Sayın Cumhurbaşkanı nasıl da güzel ifade etti MÜSİAD toplantısında değil mi?

‘Milletimizin seçim değil; geçimin derdinde olduğunun farkındayız’ diye. Lider, seçim sonucunu güzel okumuş takip ettiğim kadarıyla.

On yedi yıllık bir iktidar. Son seçimde dayatmayla ortaya çıkan ve kendi partisinin ittifak kararına muhalefet eden, sahada varlığıyla yokluğu belli olmayan adaylar, ‘ben neden aday olmadım’ diye teşkilata ve davaya ihanet eden, sağdan soldan, içten dıştan yıpratma ve yalnızlaştırma çalışmasında olanlar; bunun dışında Güney Amerika’da yaşananlar, Orta Doğu’daki sıkıştırmalar, şehit haberleriyle ateş düşen ocaklar…

Tüm bu kıskaçların ortasında 2023 vizyonu olan ve kahpe planların hedefinde geleceğin lider ülkesi Türkiye var. Uyuyacak zamanı oluyor mu bilmiyorum sayın Cumhurbaşkanının ama ortada uykuları kaçırır bir senaryo var.

Hedef kızıl elma, ondan şüphemiz hiç olmadı. Söğütte diktiğimiz fidanlar da çınar oldu, o konuda da mutabıkız. Gündemde konuşulacak ve tartışılacak en önemli konu olan ekonominin de şu anki durumu yadsınamayacak kadar ortada. Çık çıkabilirsen işin içinden. Faizler onca uyarıya ve mücadeleye rağmen almış başını gitmiş. Döviz kurları derseniz allak bullak, dış güçlerle  cebelleşir durumda.

Gelelim yurdum insanına… Düşmüşüz cebimizin telaşına. Kimimiz ekmek kavgası, kimimiz zenginlik yarışında. Asgari ücretle çocuk okutanlar, nasırlı elleriyle üç kuruş yevmiye kazanmaya çalışan Ayşe annem Mehmet amcam var. Düğün telaşıyla kredi çekip yuva kurayım derken borcun altında kalanlar, televizyonda gördükleri lüks hayata aldanıp, kredi kartı patlatanlar, hayatlarında zoru görmemiş; ülkemin zenginlikleriyle büyümüş, doksan doğumlu ve sonrasında hayata başlayanlar, aldığı haftalıkla pazara çıkıp haftalığı patates soğana bırakanlar.

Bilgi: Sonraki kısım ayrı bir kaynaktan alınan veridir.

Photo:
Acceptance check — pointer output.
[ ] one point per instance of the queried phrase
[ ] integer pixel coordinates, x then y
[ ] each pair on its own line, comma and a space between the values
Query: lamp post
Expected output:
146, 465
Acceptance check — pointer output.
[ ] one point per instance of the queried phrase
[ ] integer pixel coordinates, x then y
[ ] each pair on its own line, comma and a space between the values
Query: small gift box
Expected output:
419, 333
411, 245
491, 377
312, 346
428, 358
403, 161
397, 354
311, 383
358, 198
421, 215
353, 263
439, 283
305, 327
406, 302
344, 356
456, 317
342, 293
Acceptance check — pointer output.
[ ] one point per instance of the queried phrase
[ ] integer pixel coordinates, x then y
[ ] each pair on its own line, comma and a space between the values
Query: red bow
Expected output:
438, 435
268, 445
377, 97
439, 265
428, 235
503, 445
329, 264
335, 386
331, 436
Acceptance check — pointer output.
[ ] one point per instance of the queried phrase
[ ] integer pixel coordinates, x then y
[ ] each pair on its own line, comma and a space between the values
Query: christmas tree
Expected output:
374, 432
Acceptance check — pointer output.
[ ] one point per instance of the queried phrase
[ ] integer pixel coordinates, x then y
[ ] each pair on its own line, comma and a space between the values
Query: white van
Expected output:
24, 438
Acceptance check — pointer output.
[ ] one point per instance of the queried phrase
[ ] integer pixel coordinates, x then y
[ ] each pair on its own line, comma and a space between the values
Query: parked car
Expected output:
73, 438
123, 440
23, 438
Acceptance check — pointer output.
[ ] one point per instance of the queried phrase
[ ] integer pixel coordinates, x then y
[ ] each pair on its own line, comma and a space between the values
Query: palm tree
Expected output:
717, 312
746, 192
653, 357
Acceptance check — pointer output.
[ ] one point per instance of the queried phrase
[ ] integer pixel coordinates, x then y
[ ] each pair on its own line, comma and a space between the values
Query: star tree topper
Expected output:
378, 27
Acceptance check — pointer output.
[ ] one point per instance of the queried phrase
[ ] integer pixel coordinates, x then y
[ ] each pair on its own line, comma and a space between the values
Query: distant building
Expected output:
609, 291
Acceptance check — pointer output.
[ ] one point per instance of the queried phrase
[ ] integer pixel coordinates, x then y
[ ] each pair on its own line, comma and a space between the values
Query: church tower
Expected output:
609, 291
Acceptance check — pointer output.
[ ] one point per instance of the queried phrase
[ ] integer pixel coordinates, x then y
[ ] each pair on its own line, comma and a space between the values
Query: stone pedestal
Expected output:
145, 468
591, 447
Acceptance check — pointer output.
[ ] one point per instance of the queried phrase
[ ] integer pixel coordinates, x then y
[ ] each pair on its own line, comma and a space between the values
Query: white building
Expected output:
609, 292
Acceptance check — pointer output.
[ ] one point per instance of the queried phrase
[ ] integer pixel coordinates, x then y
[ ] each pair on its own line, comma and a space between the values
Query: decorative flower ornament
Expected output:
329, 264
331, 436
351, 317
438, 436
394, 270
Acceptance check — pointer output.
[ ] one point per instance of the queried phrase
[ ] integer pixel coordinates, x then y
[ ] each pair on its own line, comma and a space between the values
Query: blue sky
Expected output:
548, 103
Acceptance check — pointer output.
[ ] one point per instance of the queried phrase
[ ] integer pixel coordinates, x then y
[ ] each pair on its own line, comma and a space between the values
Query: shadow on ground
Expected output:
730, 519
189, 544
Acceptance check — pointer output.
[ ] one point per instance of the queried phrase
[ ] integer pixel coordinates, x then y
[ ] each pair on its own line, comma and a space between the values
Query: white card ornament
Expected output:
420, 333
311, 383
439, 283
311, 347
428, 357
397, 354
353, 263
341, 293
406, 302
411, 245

Gelelim madalyonun öbür tarafına. Şu günlerde parasından para eksildi diye kara kara düşünen zenginler var, zor günlerde destek olmak yerine paranın gücüyle muhalif olanlar, son on yedi yılda sıfırdan gelip de geldiği yeri çok çabuk unutanlar var. Ne söyleyeyim şimdi, dipteki de haklı olarak gündemdeki olaylardan şikayetçi, zirvedeki de.

Haklı mı millet kendilerince? Haklı. Geçim derdine düşmüşüz zaten canım! Çocukların bile elinde son model telefonlar, son model teknolojik cihazlar tabi onlar teknolojik çocuklar. Hemen herkesin kapısında en az bir adet vasıtası var. Anasına babasına ya da engelli yakınına baktığı için devlet güvencesiyle maaş bağlanan insan sayısı bir o kadar. Bir günlük Bağ-Kur’lu olup da bu on yeni yıllık süreçte devletin imkanlarıyla emekli olan bir çok insan var. On dönüm arazisi olan çiftçinin kapısında on binlerce liralık traktör var. Araç kalabalığından park yeri bulunamayan bir sürü alışveriş merkezinin olduğu şehirlerimiz, parmakla göstermeyeceğimiz kadar.

Anlayacağınız var da var. Ne diyeyim ki şimdi! Neyleyelim geleceği, neyleyelim iki bin yirmi üçü, neyleyelim iki bin yetmiş biri değil mi? Gözümüzün önünde parçalanan Suriye’yi, Ortadoğu’da patlatılan birçok ülkeyi, Venezuela ve İran’la beraber sıranın bize geleceğini bu gözlerle görebilir miyiz ki?